Much like the Aspen Institute’s new guidance, STARS is “an agenda for every single department on campus to recognize that there’s a role for everyone in the campus community to play as it relates to sustainability,” Meghan Fay Zahniser, executive director of AASHE, said. “Knowing that the experiences of students and their mental health is becoming increasingly fragile, we’re trying to get people to focus on action.”
Climate Anxiety
A 2021 study published in The Lancet found that of 10,000 16- to 25-year-olds surveyed, 59 percent were “very or extremely worried” about climate change, and 84 percent were at least “moderately worried.” More than half felt “sad, anxious, angry, powerless, helpless, and guilty.”
That’s something Mark Stemen, an environmental studies professor at Chico State, has spent the last few years trying to correct.
“The way we teach about climate change is making their anxiety worse,” he said of students. “They’ve been hearing about climate change since they were born. They don’t want to hear about the problem anymore.
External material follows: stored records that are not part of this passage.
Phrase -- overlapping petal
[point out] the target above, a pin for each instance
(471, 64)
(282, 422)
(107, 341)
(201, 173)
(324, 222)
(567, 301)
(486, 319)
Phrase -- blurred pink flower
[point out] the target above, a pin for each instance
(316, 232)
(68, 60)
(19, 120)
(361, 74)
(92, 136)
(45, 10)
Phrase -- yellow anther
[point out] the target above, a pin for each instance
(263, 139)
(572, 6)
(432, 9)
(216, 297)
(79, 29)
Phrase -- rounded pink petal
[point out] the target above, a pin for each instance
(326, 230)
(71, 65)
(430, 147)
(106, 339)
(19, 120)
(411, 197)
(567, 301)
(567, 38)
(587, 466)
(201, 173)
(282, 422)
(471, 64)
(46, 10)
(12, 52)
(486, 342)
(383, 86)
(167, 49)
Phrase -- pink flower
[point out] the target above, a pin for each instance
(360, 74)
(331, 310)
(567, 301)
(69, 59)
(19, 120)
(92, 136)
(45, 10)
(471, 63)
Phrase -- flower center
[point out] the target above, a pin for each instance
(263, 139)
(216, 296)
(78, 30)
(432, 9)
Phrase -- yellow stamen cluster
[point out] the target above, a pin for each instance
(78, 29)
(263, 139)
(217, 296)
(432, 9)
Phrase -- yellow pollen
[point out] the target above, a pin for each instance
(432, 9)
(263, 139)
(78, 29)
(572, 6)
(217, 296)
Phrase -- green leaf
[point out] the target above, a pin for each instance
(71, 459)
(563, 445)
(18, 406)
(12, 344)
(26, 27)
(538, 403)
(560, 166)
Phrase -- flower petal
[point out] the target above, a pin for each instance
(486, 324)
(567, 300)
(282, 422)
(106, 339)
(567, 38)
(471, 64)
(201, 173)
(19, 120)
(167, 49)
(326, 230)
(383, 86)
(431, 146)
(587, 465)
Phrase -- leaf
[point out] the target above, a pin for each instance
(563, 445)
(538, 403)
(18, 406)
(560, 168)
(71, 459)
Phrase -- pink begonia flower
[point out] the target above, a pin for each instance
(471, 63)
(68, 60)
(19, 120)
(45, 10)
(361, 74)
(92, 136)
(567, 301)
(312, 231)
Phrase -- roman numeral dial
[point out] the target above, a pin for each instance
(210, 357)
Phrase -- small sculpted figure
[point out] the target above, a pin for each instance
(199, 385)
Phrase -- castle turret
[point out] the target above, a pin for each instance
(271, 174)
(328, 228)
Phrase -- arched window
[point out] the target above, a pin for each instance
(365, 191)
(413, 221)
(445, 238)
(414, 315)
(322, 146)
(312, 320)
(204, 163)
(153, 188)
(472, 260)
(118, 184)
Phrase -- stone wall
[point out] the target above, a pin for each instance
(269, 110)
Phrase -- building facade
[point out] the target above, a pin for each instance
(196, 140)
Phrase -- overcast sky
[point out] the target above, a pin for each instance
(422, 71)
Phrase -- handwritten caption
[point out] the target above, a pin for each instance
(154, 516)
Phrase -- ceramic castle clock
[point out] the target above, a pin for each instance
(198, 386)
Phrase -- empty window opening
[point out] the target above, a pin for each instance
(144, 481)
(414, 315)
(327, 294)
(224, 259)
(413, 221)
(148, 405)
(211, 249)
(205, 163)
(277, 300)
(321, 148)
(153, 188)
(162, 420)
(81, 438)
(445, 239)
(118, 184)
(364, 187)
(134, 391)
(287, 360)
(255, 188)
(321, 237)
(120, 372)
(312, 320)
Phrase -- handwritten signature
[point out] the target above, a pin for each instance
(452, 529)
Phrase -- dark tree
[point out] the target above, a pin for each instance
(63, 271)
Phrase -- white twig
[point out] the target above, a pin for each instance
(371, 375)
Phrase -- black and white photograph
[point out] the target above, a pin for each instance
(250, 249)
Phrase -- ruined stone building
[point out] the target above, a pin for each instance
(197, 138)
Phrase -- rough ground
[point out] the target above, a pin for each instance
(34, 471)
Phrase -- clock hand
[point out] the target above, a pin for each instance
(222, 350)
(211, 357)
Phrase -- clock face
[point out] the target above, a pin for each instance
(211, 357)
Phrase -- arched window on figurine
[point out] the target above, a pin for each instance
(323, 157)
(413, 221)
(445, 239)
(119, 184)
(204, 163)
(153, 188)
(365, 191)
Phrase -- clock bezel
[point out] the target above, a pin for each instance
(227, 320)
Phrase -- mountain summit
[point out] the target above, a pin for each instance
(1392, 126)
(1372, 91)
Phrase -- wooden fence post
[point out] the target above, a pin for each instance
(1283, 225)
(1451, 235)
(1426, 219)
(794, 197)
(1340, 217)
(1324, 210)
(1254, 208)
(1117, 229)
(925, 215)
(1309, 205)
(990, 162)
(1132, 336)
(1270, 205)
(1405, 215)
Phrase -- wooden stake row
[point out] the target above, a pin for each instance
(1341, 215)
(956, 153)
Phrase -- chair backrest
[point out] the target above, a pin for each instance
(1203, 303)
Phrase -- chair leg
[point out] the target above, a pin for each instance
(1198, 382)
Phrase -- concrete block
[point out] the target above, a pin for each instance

They want to hear about solutions.”
This became glaring to Stemen after the devastating Camp Fire shut down the campus for three weeks back in 2018.
“When we came back, students started talking about it and asking questions about it, and it wasn’t just in their science classes. It was in their philosophy classes, art classes and engineering classes,” Stemen recalled. “The students came together and said they wanted to see climate change taught more, but in all fields of studies.”
Soon after, students passed a resolution demanding as much.
With the university administration’s backing, Stemen organized a workshop to help faculty reframe their courses to include relevant discussions of climate change. That workshop was so popular that Stemen has since spearheaded the launch of the Faculty Learning Community in Teaching Climate Change and Resilience, which has helped professors at six CSU campuses redesign more than 200 courses across 26 disciplines, including political science, art and business.
And when students return to campus later this month looking for reassurance about their futures in the wake of the Park Fire, the climate-focused curriculum redesign—along with Chico State’s suite of other sustainability initiatives—will help professors guide those anxious conversations toward solutions.
“In truth, our campus’s carbon footprint isn’t that big compared to the other institutions in our town. But our educational footprint is the size of another state,” Stemen said, noting the exponential influence university researchers and graduates have in shaping climate science conversations. “Higher education institutions have the ability to spread this news and education unlike anybody else.”